Solving Differential Equation depending on variables solved by NDSolve

Question

How to solve a differential equation which consists of variables depending upon another differential equation?

Answer 1

NDSolve doesn't yield a symbolic solution so you can't directly derive variable values from it. If you have an idea of the solution you could try to fit the output of NDSolve to that model.

If your question is "Can I use the numerical solution from a NDSolve in an DSolve?" the answer is "Yes, sort of".

Let's demonstrate this with an example.

A simple harmonic oscillator can be specified with this DE: y''[t] == -y[t]. With some boundary and initial conditions it can be solved both numerically and symbolically:

g[t_] = y[t] /. First@NDSolve[{y''[t] == -y[t], y[0] == 0, y'[0] == 1}, y[t], {t, 0, 30}]

h[t_] = y[t] /. First@DSolve[{y''[t] == -y[t], y[0] == 0, y'[0] == 1}, y[t], t]

Sin[t]

A simple driven harmonic oscillator is given by: y''[t] == -k^2 y[t] + d[t] where d[t] is the driving force function. Let's have the driven harmonic oscillator be driven by another harmonic oscillator.
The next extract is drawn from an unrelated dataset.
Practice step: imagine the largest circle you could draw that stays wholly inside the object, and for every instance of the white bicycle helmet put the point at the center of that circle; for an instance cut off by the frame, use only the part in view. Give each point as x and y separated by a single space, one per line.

Let's pick k^2=2.

In a pure symbolic situation (symbolically solved driven oscillator + symbolically solved driver h[t]) this would lead to the following:

solDD[t_] = y[t] /. First@DSolve[{y''[t] == -2 y[t] + h[t], y[0] == 0, y'[0] == 1}, y[t], t]

Cos[Sqrt[2] t]^2 Sin[t] + Sin[t] Sin[Sqrt[2] t]^2

In a pure numerical situation (numerically solved driven oscillator + numerically solved driver g[t]) we get:

solNN[t_] = 
  y[t] /. First@NDSolve[{y''[t] == -2 y[t] + g[t], y[0] == 0, y'[0] == 1}, y[t], {t, 1, 30}]

These two are easily plotted and appear identical:

 Plot[{solDD[t], solNN[t]}, {t, 0, 30}]

A mixed situation (symbolically solved driven oscillator + numerically solved driver g[t]), which seems to be the target of your question yields:

solDN[t_] = y[t] /. First@DSolve[{y''[t] == -2 y[t] + g[t], y[0] == 0, y'[0] == 1}, y[t], t]

This result can be readily evaluated or plotted, though the latter will be fairly slow because a numerical integral needs to be calculated for every single point in the plot.

The following plot took an estimated 15 minutes, but is the same as the two above.